Uma PEC pode ser proposta pelo Executivo ou por um terço dos deputados ou senadores, mas para Damous, o caminho para a convocação de um novo pleito passa pela coleta de assinaturas para que a proposta ganhe força antes de ser encaminhada ao Congresso. “Eu vou defender isso dentro do PT e acredito que o PT vai defender também. Nós vamos conviver com um golpe? Não”, afirmou. “Lhe garanto uma coisa. Esse Governo ilegítimo do Temer não governará”. A própria presidenta afirmou, em conversa com jornalistas durante a semana, "respeitar" uma solução como a da antecipação do pleito. Na votação do impeachment pela Câmara, no domingo, cinco deputados aproveitaram seu tempo ao microfone do plenário para defender a convocação de novas eleições.

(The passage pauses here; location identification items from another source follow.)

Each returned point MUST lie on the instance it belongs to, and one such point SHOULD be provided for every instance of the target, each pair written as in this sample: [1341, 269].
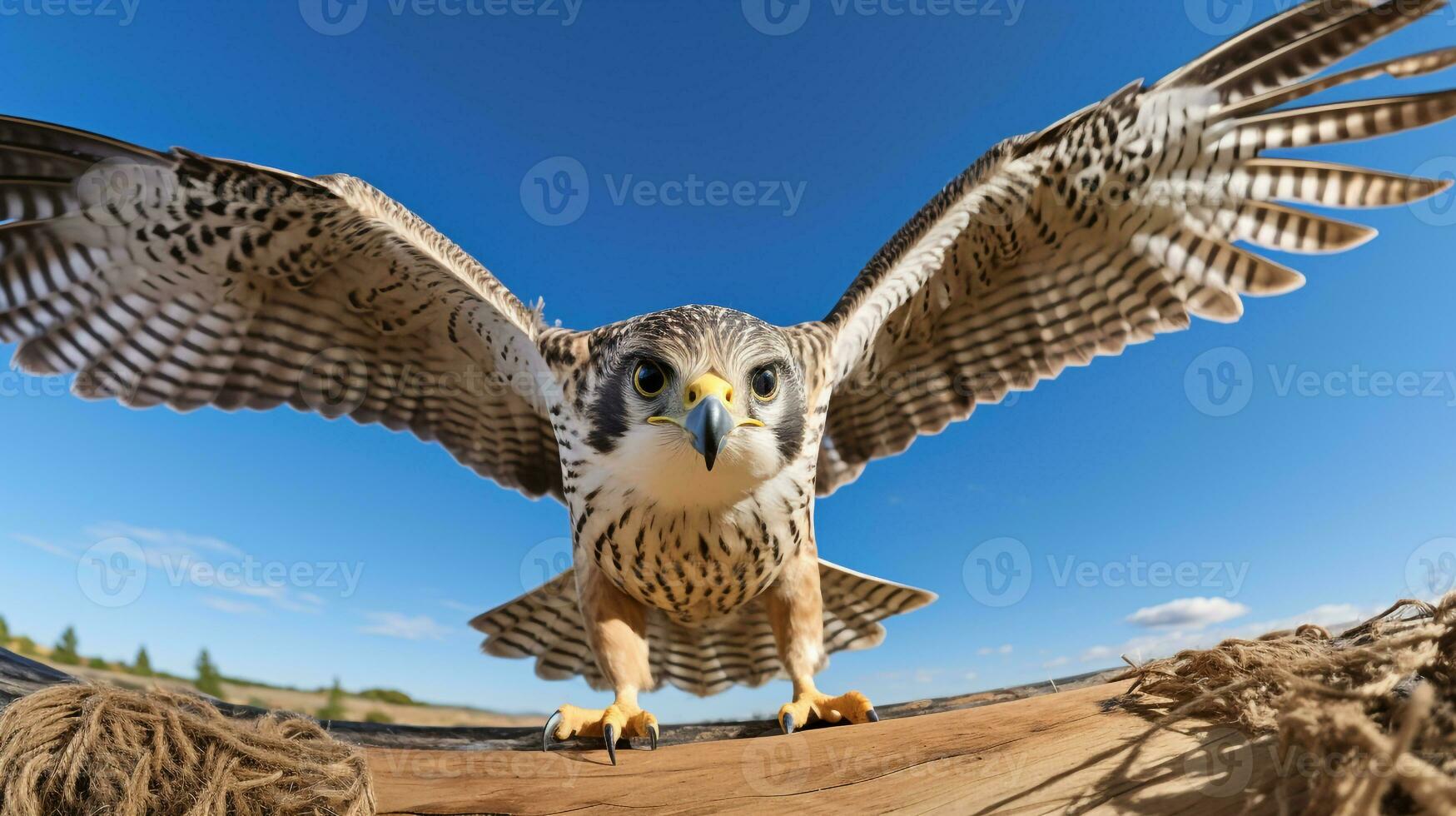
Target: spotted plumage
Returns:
[689, 446]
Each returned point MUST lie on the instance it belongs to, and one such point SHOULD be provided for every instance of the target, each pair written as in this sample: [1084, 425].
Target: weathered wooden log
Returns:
[997, 752]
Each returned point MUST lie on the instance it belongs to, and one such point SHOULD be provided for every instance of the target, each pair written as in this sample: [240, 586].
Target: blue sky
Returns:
[1137, 518]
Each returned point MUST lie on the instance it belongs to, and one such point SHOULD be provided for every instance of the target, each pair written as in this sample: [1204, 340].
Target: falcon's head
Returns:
[696, 406]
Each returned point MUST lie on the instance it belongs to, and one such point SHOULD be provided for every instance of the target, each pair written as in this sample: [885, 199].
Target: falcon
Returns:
[689, 446]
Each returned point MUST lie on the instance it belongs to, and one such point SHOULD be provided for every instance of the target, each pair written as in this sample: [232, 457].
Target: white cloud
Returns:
[404, 627]
[1195, 612]
[1172, 640]
[174, 541]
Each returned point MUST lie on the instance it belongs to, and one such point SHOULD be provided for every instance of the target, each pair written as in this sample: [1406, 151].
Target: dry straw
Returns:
[101, 749]
[1372, 711]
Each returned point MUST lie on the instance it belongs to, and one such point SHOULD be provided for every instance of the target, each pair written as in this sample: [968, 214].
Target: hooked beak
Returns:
[708, 404]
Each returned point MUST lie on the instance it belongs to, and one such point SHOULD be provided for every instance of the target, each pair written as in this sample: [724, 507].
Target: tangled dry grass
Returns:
[99, 749]
[1364, 722]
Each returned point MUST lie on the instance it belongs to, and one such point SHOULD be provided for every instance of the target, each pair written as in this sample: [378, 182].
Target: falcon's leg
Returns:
[797, 612]
[616, 633]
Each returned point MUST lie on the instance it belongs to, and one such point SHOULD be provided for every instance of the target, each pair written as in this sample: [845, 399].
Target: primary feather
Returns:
[1114, 225]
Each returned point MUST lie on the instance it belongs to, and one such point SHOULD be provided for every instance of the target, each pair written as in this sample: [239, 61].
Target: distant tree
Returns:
[388, 695]
[208, 679]
[334, 710]
[143, 664]
[66, 649]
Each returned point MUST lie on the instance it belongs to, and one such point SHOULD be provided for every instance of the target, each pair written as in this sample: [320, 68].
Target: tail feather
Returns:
[705, 659]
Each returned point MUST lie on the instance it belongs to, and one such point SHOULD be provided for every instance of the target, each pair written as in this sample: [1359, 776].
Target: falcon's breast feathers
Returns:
[174, 279]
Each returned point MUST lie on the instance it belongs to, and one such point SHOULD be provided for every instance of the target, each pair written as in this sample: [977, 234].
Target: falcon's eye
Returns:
[649, 379]
[765, 384]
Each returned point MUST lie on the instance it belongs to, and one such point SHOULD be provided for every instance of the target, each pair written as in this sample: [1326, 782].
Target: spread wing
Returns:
[1113, 226]
[174, 279]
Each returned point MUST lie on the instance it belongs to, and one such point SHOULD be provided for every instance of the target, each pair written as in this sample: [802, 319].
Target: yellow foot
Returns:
[814, 705]
[610, 723]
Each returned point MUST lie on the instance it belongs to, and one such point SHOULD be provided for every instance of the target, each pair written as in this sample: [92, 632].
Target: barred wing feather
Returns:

O trâmite para a aprovação de uma PEC, no entanto, é longo. Após a proposta ser apresentada, ela precisa ser analisada por uma comissão especial da Câmara onde deve ser aprovada por unanimidade, antes de ser votada pelo plenário. Posteriormente, a proposta ainda precisa passar por votação em dois turnos no Senado. Levando em conta que o Congresso tem sido hostil com as proposições vindas do Planalto, é provável que haja uma grande rejeição à PEC.

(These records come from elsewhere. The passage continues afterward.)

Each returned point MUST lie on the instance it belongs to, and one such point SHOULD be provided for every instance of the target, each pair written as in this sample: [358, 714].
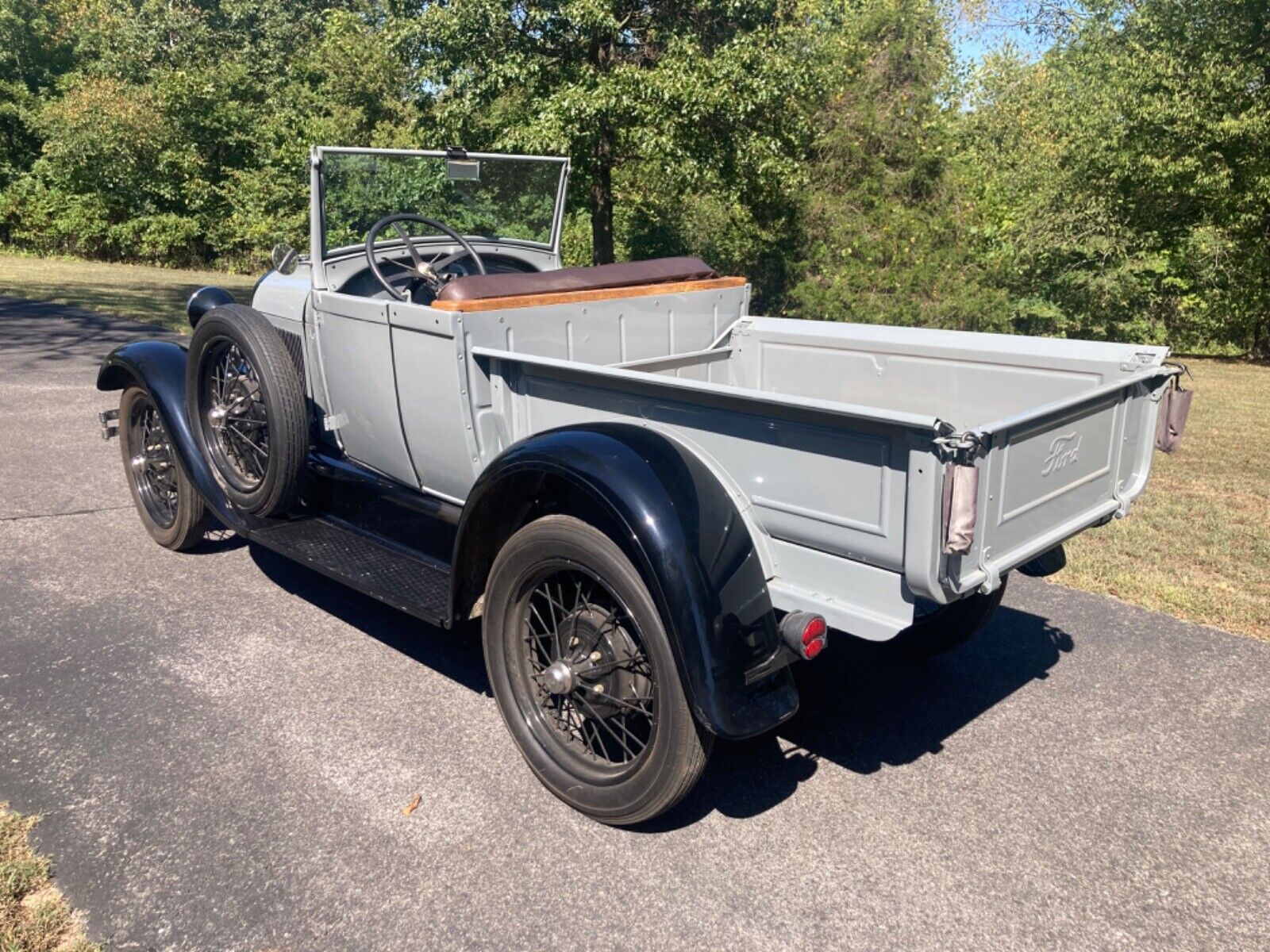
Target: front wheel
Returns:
[583, 674]
[247, 409]
[165, 499]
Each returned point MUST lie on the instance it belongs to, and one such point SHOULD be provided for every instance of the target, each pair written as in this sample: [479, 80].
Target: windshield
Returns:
[498, 197]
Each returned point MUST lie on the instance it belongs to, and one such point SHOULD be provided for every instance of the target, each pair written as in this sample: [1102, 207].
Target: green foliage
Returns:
[687, 122]
[1115, 187]
[1124, 179]
[888, 228]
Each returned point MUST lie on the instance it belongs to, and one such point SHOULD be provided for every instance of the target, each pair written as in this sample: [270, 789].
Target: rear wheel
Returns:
[949, 626]
[247, 406]
[167, 503]
[583, 674]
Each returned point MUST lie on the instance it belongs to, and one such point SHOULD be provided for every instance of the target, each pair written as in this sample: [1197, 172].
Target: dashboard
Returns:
[364, 283]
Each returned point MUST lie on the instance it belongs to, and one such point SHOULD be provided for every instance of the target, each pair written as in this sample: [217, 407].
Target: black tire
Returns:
[624, 670]
[948, 626]
[247, 409]
[165, 499]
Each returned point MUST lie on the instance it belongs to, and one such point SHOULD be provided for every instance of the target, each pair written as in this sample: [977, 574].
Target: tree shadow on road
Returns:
[863, 706]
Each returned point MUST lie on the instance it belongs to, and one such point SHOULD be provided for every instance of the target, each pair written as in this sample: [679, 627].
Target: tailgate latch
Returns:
[960, 495]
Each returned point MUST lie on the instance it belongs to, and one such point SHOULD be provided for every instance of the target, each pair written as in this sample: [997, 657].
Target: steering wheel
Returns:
[422, 271]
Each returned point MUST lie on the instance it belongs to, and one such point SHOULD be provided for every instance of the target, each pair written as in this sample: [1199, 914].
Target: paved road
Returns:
[221, 744]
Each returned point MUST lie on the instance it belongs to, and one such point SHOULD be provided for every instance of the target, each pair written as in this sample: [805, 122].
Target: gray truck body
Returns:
[832, 440]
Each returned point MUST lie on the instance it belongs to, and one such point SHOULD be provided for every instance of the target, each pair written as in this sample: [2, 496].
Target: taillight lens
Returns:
[806, 634]
[816, 636]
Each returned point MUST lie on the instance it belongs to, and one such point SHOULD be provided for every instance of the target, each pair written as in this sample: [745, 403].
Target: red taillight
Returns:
[816, 636]
[806, 634]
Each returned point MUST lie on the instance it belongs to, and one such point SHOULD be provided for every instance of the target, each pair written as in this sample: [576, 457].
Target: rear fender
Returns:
[679, 528]
[159, 367]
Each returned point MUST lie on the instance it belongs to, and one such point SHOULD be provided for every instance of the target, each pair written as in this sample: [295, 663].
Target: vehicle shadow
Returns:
[454, 654]
[863, 706]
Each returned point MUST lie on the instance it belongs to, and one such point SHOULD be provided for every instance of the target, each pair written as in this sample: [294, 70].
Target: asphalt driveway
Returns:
[221, 744]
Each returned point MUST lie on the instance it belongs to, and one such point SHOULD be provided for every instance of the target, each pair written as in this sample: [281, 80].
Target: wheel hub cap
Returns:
[559, 678]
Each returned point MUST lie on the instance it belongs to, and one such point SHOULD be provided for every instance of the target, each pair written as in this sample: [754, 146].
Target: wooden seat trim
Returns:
[575, 298]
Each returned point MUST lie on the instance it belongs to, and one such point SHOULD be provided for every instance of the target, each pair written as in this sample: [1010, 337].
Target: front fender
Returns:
[159, 366]
[683, 531]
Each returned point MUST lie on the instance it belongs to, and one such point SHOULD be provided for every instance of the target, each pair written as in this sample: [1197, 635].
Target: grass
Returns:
[1195, 546]
[1197, 543]
[33, 914]
[152, 295]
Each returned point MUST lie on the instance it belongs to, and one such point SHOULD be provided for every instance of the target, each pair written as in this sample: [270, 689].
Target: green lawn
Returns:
[33, 914]
[156, 295]
[1197, 545]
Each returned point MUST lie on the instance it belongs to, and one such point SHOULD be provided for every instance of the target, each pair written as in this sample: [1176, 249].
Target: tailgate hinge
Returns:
[959, 448]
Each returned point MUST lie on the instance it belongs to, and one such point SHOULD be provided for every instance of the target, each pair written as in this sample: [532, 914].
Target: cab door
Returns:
[355, 347]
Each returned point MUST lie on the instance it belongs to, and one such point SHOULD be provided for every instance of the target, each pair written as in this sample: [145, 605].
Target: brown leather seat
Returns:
[478, 287]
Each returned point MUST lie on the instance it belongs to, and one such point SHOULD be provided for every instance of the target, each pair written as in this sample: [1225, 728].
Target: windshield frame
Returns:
[318, 215]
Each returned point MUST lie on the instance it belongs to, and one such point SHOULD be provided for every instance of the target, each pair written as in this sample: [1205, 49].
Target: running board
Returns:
[402, 579]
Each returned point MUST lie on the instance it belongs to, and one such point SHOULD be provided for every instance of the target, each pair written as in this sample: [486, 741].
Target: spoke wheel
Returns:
[154, 471]
[245, 401]
[167, 503]
[584, 676]
[584, 666]
[234, 416]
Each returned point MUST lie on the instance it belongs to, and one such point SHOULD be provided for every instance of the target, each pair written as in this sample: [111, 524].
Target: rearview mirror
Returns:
[463, 169]
[285, 258]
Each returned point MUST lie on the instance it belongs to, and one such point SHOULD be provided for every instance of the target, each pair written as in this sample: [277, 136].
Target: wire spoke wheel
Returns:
[584, 673]
[152, 469]
[234, 414]
[587, 668]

Sibá Machado (PT- PI), ex-líder do Governo na Câmara, acredita que “se chegar o momento da condução de Michel Temer à cadeira de presidente e Eduardo Cunha como vice”, deverá haver o crescimento “de um movimento na população e entre os parlamentares reivindicando novas eleições”. Mas o petista avalia que ainda é cedo para discutir a questão, uma vez que o impeachment ainda precisa ser votado no Senado, e diz que não é possível garantir que o PT encamparia essa bandeira. “Quem começou com essa conversa foi a Marina Silva, porque o quadro político não lhe era favorável”, afirma. O senador Lindberg Farias (PT-RJ), afirmou que a questão da PEC ainda não foi discutida internamente no PT, mas poderia ser uma possibilidade "caso seja consumado o golpe, caso se instale um Governo ilegítimo do Michel Temer".

A deputada Maria do Rosário (PT-RS), afirma que ainda é cedo para discutir o pedido de eleições antecipadas. “Acho precoce [falar em PEC], ainda tem muito jogo no Senado, estou confiante que vamos derrubar esta tentativa de golpe”, afirma a parlamentar. “Mas a solução propostas pelo Damous poderá ser pensada porque ninguém reconhece Temer como presidente, nós não o chamaremos de presidente”.

"Sonho de uma noite de verão"

“Existe zero chances [da PEC avançar], é um sonho de uma noite de verão deles. O que o PT tem de aliados no Congresso? PDT, PC do B e o PSOL. É pouca base para aprovar algo dessa magnitude”, afirma o cientista político da Universidade de Brasília David Fleischer. Para o professor, a situação seria ainda mais complicada para os petistas tendo em vista o risco de que haja uma debandada dos integrantes da legenda caso o Senado aprove o impeachment. “Muitos parlamentares do PT que são ficha-limpa devem sair para criar uma nova legenda e se desvincular da crise”, afirma. O PMDB, detentor de uma das maiores bancadas no Congresso, também seria um empecilho à aprovação da medida.

Claudio Couto, cientista político da Pontifícia Universidade Católica de São Paulo, concorda com Fleischer. “Acho muito improvável [aprovar uma PEC dessas], haveria uma possibilidade se a presidente tivesse saído vitoriosa na votação deste domingo. Com a derrota, ela não tem condições nenhuma”, afirma o professor. De acordo com ele, a mera tentativa de convocar eleições após a aprovação do impeachment seria vista pelos parlamentares como uma tentativa de “driblar” e “reverter” o resultado da votação no plenário. “Eu imagino que haveria até mesmo um questionamento ao Supremo, sobre a constitucionalidade de antecipar as eleições”.